Dr. Roland Rasmussen of Canoga Park’s Faith Baptist Church and Schools has been his most faithful employer, bringing him in three times—in ’72, ’77 and again this summer—to coach his eight-man football teams.
Knox never stays long—he learned a different way in high school—but as a football man, he has made a strong impression on Rasmussen, a pastor who discusses football with the efficiency of an expert.
“We got acquainted through his mother when she was a member (of Faith Baptist) in 1970,” Rasmussen said. “Ronnie relates beautifully to athletes—he gets the most out of each one—and he has a brilliant football mind. I think he could be an offensive coordinator anywhere.”
So the mysterious “lost years” of Ronnie Knox’s life (the major part of his life, in fact) have been filled in somewhat, if vaguely, in my mind. Inevitably, the Golden Boy mystique has been largely effaced by all those thoroughly unglamourous years of what seems to have approximated aimless bumming around writing incoherent poems (based on my reading of the one—the only published one?—that concluded the article).

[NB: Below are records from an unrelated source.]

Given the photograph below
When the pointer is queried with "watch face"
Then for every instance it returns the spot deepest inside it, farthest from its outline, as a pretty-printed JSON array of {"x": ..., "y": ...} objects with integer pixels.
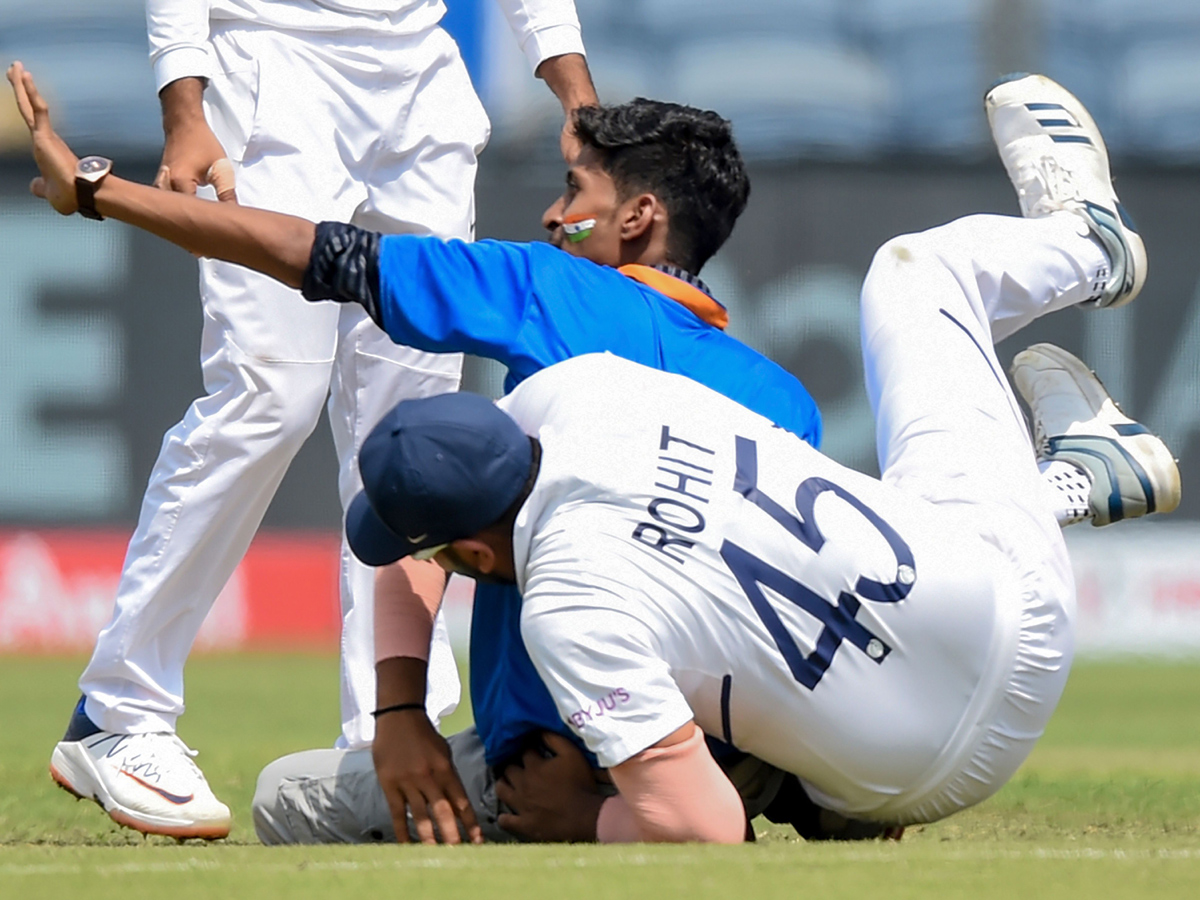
[{"x": 93, "y": 168}]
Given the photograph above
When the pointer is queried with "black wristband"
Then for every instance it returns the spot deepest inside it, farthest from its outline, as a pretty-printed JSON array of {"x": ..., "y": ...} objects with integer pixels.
[
  {"x": 396, "y": 708},
  {"x": 343, "y": 265}
]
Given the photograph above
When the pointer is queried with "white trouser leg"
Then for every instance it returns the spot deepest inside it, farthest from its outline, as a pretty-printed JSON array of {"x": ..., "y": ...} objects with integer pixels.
[
  {"x": 315, "y": 133},
  {"x": 365, "y": 387},
  {"x": 420, "y": 180},
  {"x": 211, "y": 485},
  {"x": 947, "y": 423},
  {"x": 948, "y": 429}
]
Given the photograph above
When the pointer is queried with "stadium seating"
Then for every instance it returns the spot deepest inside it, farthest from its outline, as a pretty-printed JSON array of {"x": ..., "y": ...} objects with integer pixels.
[{"x": 801, "y": 78}]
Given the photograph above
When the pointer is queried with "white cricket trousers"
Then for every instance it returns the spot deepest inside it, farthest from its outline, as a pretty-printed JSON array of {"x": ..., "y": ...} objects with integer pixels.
[
  {"x": 949, "y": 430},
  {"x": 381, "y": 131}
]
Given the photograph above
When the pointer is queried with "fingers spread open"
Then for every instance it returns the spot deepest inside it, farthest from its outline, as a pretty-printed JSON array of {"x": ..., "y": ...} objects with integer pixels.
[{"x": 21, "y": 91}]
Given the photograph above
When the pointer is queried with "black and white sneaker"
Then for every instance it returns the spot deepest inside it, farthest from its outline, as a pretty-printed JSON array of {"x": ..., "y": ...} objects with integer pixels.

Yet I can still remember when, as a kid in Texas, I first heard of Ronnie, when he was maybe the best football player in the country, and both our lives since then were all potential and unknown. What does that young Golden Boy have to do with the rather pathetic fifty-seven-year-old drifter that died in San Francisco? Well, what does that Texas kid that looked up to Ronnie as a hero have to do with the white-bearded fellow at the computer keyboard writing these words?

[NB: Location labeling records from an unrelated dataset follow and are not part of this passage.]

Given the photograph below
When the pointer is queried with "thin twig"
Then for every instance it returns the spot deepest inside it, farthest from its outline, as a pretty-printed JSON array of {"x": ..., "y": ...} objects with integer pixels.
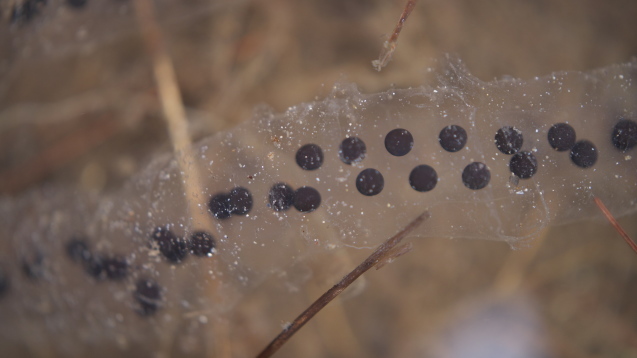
[
  {"x": 379, "y": 255},
  {"x": 390, "y": 45},
  {"x": 615, "y": 224},
  {"x": 172, "y": 106}
]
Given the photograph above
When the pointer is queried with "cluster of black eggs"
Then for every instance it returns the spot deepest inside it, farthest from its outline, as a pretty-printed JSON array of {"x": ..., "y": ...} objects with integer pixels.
[
  {"x": 147, "y": 292},
  {"x": 399, "y": 142},
  {"x": 175, "y": 249}
]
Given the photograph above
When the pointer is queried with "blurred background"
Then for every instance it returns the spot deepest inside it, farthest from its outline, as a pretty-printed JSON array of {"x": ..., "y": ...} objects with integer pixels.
[{"x": 79, "y": 108}]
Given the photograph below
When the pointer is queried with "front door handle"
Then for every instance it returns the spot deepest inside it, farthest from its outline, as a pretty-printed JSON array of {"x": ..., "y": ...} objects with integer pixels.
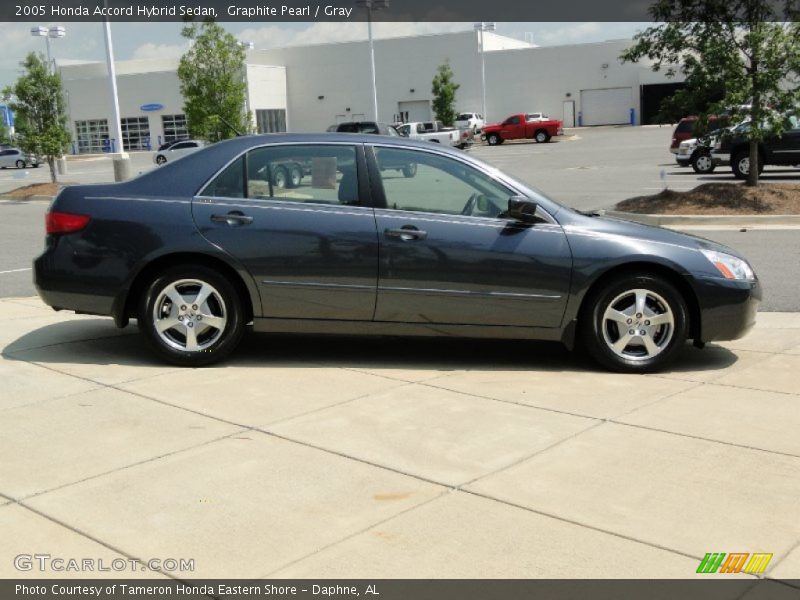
[
  {"x": 406, "y": 233},
  {"x": 233, "y": 218}
]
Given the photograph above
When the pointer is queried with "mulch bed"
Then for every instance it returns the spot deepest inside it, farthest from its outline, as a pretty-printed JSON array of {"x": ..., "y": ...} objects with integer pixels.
[{"x": 719, "y": 199}]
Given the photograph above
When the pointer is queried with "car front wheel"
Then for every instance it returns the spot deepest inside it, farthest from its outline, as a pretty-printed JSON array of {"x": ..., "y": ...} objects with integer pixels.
[
  {"x": 741, "y": 164},
  {"x": 702, "y": 163},
  {"x": 191, "y": 316},
  {"x": 635, "y": 324}
]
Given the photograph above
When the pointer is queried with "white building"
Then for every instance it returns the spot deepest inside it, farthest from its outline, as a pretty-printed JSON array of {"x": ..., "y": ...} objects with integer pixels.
[{"x": 307, "y": 88}]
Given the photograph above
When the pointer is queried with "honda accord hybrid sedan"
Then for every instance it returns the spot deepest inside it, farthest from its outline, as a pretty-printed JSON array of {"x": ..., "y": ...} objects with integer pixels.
[{"x": 325, "y": 234}]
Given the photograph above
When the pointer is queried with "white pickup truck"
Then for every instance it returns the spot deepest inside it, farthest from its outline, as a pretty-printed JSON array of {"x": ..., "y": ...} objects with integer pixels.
[{"x": 435, "y": 131}]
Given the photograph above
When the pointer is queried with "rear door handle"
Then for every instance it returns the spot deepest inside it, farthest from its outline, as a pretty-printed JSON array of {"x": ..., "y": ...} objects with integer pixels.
[
  {"x": 406, "y": 233},
  {"x": 234, "y": 218}
]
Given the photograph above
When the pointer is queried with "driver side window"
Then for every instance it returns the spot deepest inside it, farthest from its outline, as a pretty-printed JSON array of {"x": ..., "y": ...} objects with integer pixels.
[{"x": 425, "y": 182}]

Although it seems a bit ridiculous to me now, there was a time in my life when I thought I might become a writer (as in novels, not a blog) also. I just never wrote anything. I did go through a phase of occasionally writing “poems” (mainly on napkins in bars, as I recall), though I never quite deluded myself into thinking I was a poet. Poems had the advantage of being short. Ronnie just kept on living his dream. Was he crazier than I or a poorer judge of his own talent than I was of mine, or was he just more serious, determined, and steadfast?
My life has also had a few periods of uncertain direction (see for example my posts Don’t Gamble, Hire a Physicist and The Perfect Italian Woman), but always with a PhD in physics to help out on the employment front and then to make “regular life” too comfortable and, at times, too interesting to forgo, without even mentioning the rewards and demands of family life, which Ronnie missed out on. And there were those periods where political activity took precedence in my life, which doesn’t seem ever to have been the case for Ronnie. Still, I can see more similarities in our lives than I would have guessed. I wish I could have run into the guy at some point. Imagine what it would have been like for me to have realized that the athletic fellow scribbling in the bar in Austin or the cafe in Berkeley was the real one-and-only Ronnie Knox!
Now I know with certainty that Ronnie died sixteen years ago. How should we think of him: eccentric or mentally ill? If he was crazy it was the sort of craziness that afflicts saints or crackpots who cause no direct harm to others. Was this obsession with literature a curse? He didn’t view it that way. He was in it for the long haul, and there is something admirable about Ronnie’s continuing to write poems all those years without encouragement, while still viewing it as his true calling. Literature was something he could stay connected to when his life was otherwise without mooring. He compared himself to a “noble savage,” and I will keep that interpretation in my mind as I recall the words of Jim Hanifan: “I thought the world of him, and it hurts to see him gone.”